Some conservatives are outraged that Bush passed over several well-known and well-respected conservative jurists to nominate White House counsel Harriet Miers to the Supreme Court. Miers, who spent decades as a high-powered corporate lawyer but whose constitutional views are a mystery, has been attacked by some on the right as an intellectual lightweight with questionable conservative credentials.

Robert H. Bork, Reagan's 1987 Supreme Court nominee who was rejected by the Senate, has called the Miers pick "a disaster on every level." Writing in Wednesday's Wall Street Journal he went further, declaring that "Bush has not governed as a conservative" and has proven to "be indifferent, if not actively hostile, to conservative values."

Beyond Bush's problems with his fracturing conservative base, a public spat with Gov. Arnold Schwarzenegger has also marked Bush's two-day swing in California. The action hero-turned-politician is miffed that Bush would not postpone his trip, which included a million-dollar fundraiser for the Republican National Committee at the Bel Air home of Robert A. Day, chairman of TCW Group Inc., an investment firm.

Nearly two years after he rolled into office on the back of an unprecedented recall election, Schwarzenegger has staked his political career on a special election on Nov. 8. Schwarzenegger is backing four initiatives -- designed to strengthen his control over the budget and weaken public employee unions -- that he has said are critical to achieving his promise to remake California.

Schwarzenegger and his team have blanketed the state with TV ads over the past two weeks. His opponents, a coalition of public service unions, are doing the same, spending more than $5 million to fight him.

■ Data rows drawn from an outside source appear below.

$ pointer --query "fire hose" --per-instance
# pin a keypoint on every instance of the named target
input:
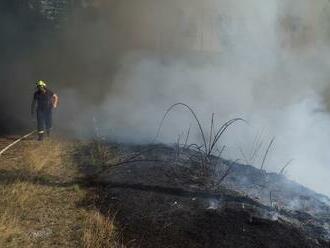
(16, 141)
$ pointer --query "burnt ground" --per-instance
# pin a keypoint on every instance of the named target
(161, 196)
(165, 197)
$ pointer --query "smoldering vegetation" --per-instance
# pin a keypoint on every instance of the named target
(117, 65)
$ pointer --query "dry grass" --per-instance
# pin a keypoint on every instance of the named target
(42, 206)
(100, 232)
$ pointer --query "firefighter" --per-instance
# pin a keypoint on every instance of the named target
(46, 101)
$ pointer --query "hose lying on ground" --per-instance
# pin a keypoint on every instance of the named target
(15, 142)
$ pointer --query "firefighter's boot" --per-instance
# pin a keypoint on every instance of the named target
(40, 136)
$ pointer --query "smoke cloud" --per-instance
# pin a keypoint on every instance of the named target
(118, 65)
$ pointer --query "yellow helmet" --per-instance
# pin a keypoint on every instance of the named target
(41, 83)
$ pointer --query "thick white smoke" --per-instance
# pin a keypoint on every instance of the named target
(265, 61)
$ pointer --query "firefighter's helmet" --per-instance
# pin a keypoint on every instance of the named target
(41, 83)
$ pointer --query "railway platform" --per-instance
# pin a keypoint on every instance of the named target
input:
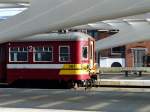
(119, 79)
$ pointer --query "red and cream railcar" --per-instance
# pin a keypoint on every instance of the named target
(48, 57)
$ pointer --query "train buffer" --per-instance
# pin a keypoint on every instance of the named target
(133, 70)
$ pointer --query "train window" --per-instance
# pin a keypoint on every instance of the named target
(43, 54)
(17, 54)
(85, 52)
(64, 53)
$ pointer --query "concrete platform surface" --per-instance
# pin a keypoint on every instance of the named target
(36, 110)
(70, 100)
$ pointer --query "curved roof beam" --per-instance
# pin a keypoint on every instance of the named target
(48, 15)
(129, 32)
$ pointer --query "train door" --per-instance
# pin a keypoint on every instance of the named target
(3, 59)
(91, 55)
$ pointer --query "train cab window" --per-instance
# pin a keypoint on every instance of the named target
(18, 54)
(64, 53)
(85, 52)
(43, 54)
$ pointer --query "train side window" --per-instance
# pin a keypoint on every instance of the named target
(85, 52)
(43, 54)
(18, 54)
(64, 53)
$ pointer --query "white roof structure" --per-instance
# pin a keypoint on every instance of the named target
(71, 36)
(47, 15)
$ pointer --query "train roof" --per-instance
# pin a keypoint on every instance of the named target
(57, 36)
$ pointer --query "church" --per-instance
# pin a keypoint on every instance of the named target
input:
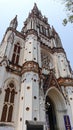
(36, 80)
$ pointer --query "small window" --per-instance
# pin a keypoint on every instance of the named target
(16, 54)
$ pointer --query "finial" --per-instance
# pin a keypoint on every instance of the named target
(14, 23)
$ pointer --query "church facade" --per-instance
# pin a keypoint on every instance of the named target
(36, 80)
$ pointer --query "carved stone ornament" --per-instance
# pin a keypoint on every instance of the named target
(30, 66)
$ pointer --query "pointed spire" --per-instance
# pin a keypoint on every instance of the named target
(14, 23)
(36, 11)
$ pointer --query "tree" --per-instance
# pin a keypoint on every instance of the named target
(69, 10)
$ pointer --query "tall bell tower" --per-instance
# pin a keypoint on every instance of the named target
(36, 81)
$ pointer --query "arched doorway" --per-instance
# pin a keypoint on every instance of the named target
(55, 109)
(50, 114)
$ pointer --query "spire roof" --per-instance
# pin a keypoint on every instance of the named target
(35, 12)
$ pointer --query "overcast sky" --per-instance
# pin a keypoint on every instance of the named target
(52, 9)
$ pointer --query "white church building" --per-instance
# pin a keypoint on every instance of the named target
(36, 81)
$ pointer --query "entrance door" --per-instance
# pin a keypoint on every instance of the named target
(50, 114)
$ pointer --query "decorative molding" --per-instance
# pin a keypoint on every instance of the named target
(31, 31)
(65, 81)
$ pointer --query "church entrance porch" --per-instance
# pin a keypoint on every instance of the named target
(55, 109)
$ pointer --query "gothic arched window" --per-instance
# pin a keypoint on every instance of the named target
(8, 103)
(16, 54)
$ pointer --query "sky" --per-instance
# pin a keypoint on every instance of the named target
(54, 10)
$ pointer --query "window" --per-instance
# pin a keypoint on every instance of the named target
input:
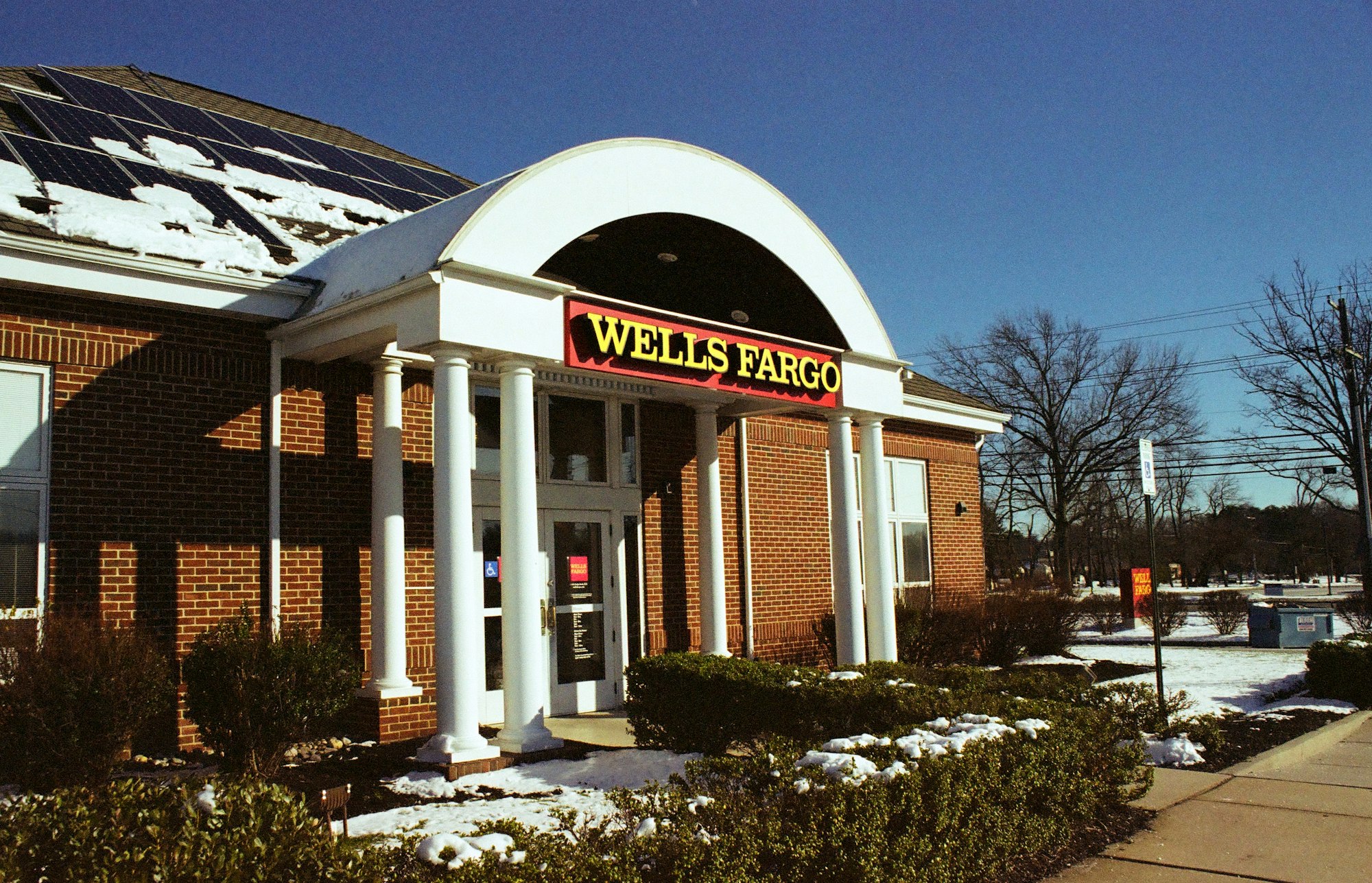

Officials in the governor's office have said that the White House was asked weeks ago to postpone Bush's trip to one of the most lucrative political fundraising markets in the nation to allow Schwarzenegger to raise cash without competition from the president. California Republican Party officials have also hinted that the governor did not want to be too closely associated with Bush, who is increasingly unpopular in California.

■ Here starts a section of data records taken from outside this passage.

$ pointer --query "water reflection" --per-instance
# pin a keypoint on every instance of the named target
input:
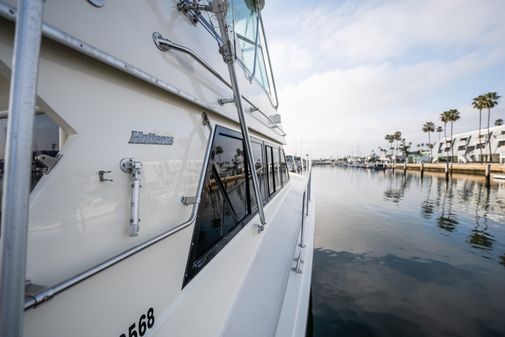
(402, 255)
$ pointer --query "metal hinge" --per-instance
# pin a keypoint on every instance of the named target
(189, 200)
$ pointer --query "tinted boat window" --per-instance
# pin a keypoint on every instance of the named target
(224, 201)
(257, 149)
(276, 168)
(270, 171)
(284, 168)
(227, 201)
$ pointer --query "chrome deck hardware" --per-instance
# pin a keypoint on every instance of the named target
(134, 168)
(16, 184)
(219, 8)
(48, 161)
(223, 101)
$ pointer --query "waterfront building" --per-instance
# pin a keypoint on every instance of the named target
(153, 198)
(468, 148)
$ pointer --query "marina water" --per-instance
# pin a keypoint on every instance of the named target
(405, 255)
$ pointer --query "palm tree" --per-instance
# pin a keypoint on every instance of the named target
(444, 118)
(439, 130)
(429, 127)
(491, 99)
(453, 115)
(479, 103)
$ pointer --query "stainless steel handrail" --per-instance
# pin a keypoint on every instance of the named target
(65, 39)
(208, 27)
(255, 45)
(48, 293)
(16, 187)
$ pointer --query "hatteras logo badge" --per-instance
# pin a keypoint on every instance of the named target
(138, 137)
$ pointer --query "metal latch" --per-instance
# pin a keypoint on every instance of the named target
(134, 168)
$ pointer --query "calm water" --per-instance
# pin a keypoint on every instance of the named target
(401, 256)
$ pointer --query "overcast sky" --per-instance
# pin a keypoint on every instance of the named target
(348, 72)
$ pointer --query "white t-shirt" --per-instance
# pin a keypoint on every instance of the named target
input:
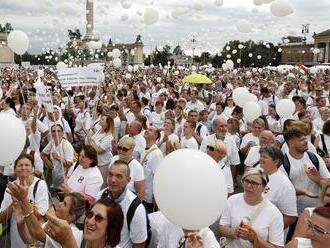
(138, 233)
(189, 143)
(253, 156)
(88, 181)
(77, 234)
(167, 235)
(281, 193)
(103, 140)
(300, 179)
(136, 172)
(247, 138)
(268, 224)
(65, 150)
(232, 157)
(40, 201)
(172, 138)
(157, 119)
(151, 159)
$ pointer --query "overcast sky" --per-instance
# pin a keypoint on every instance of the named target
(46, 21)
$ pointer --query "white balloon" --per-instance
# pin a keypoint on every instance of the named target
(13, 137)
(61, 65)
(230, 64)
(117, 62)
(115, 53)
(126, 4)
(251, 111)
(285, 108)
(18, 41)
(241, 96)
(124, 17)
(218, 3)
(244, 26)
(151, 16)
(281, 8)
(176, 179)
(253, 98)
(258, 2)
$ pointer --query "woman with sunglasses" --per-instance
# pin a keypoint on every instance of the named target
(249, 219)
(279, 190)
(36, 192)
(317, 230)
(102, 141)
(84, 177)
(102, 227)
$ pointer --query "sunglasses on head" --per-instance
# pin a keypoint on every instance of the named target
(98, 217)
(121, 148)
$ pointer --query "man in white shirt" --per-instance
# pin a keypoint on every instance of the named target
(135, 234)
(305, 169)
(188, 140)
(134, 131)
(151, 159)
(194, 103)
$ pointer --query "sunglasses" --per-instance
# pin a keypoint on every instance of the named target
(210, 148)
(252, 183)
(316, 228)
(124, 149)
(98, 217)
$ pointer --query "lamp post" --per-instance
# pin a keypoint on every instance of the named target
(304, 31)
(193, 41)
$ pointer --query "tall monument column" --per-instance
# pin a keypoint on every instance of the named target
(89, 19)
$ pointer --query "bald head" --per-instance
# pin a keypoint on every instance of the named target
(266, 138)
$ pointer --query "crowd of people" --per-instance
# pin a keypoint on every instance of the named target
(85, 176)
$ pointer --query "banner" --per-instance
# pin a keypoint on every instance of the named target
(85, 76)
(44, 97)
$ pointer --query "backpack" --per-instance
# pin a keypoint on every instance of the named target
(312, 157)
(130, 213)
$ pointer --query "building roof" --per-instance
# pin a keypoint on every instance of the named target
(324, 33)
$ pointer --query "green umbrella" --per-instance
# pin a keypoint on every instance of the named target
(197, 79)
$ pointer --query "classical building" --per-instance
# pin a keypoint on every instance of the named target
(297, 53)
(322, 41)
(6, 55)
(131, 53)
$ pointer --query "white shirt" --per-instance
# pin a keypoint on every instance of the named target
(232, 157)
(197, 106)
(138, 233)
(151, 159)
(40, 201)
(65, 150)
(103, 140)
(300, 179)
(167, 235)
(189, 143)
(281, 193)
(88, 181)
(136, 172)
(157, 119)
(268, 224)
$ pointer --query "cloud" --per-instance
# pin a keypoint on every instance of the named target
(213, 26)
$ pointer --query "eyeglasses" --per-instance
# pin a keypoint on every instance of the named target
(252, 183)
(98, 217)
(210, 148)
(315, 228)
(123, 149)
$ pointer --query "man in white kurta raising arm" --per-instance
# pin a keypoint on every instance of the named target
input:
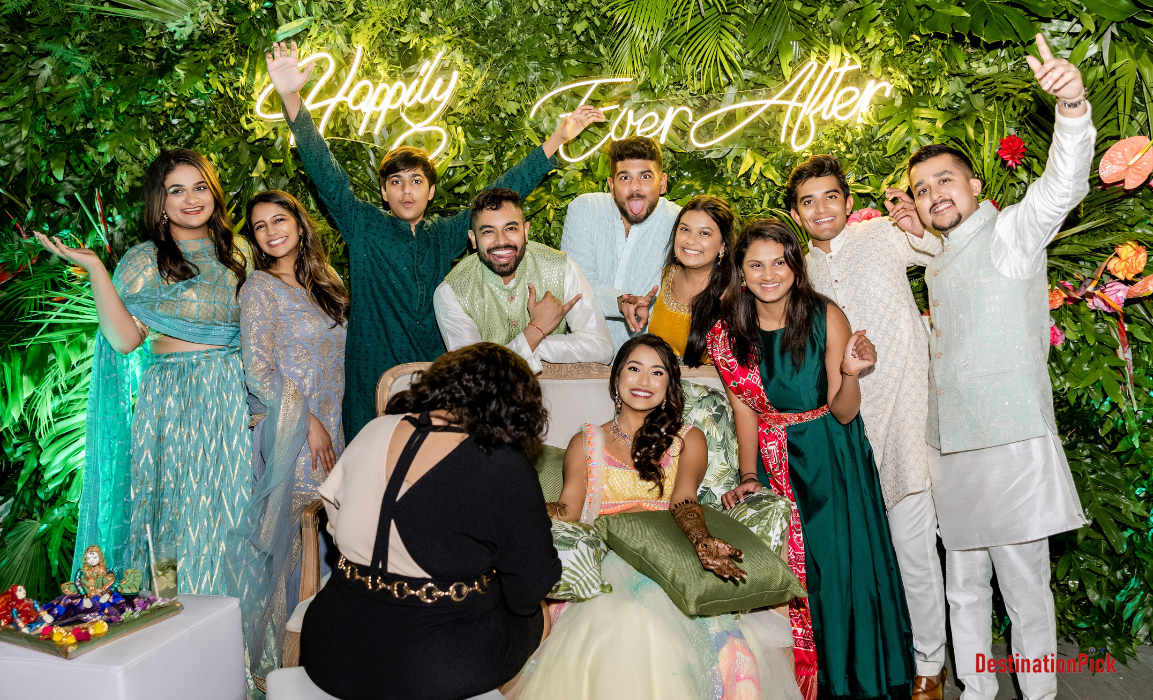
(863, 268)
(1001, 482)
(542, 309)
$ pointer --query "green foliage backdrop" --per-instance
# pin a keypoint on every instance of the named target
(89, 95)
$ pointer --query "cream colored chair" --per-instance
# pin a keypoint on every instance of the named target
(573, 393)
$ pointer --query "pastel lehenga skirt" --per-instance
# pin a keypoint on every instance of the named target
(191, 463)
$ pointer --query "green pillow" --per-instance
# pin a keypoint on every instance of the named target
(654, 544)
(580, 552)
(550, 469)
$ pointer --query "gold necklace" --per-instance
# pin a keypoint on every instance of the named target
(615, 429)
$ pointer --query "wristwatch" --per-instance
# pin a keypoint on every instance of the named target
(1076, 103)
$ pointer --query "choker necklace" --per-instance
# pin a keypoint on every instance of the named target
(615, 429)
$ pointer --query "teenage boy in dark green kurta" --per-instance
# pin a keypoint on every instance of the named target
(397, 257)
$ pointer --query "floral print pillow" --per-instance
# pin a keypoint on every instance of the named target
(581, 552)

A statewide poll last month by the Public Policy Institute of California gave Bush an approval rating of 38 percent, dead even with Schwarzenegger.

The spat became public Wednesday when Schwarzenegger, speaking in Anaheim, acknowledged that he wished Bush had postponed his trip. "We would have appreciated if he would have done his fundraising after the Nov. 8 election, because you know we need now all the money in the world," Schwarzenegger said. "We want to make sure that we win, that we can have our TV spots out there on television, which is very important."

A Republican official involved in the Bel Air fundraiser dismissed Schwarzenegger's complaints, noting that the 100 couples that attended the event have given a combined $10 million to the governor's various political efforts through the years.

Schwarzenegger declined Bush's invitation to join him today to dedicate the new Air Force One exhibit. The governor also refused to see the president during Bush's previous trip to California, in August. Phil Angelides, the state's treasurer and one of two Democrats running for governor, routinely attacks Schwarzenegger by equating his policies with those of Bush.

Nancy Reagan responds to a remark by President Bush during the formal opening of the Air Force One Pavilion at the Ronald Reagan Presidential Library and Museum in Simi Valley, Calif.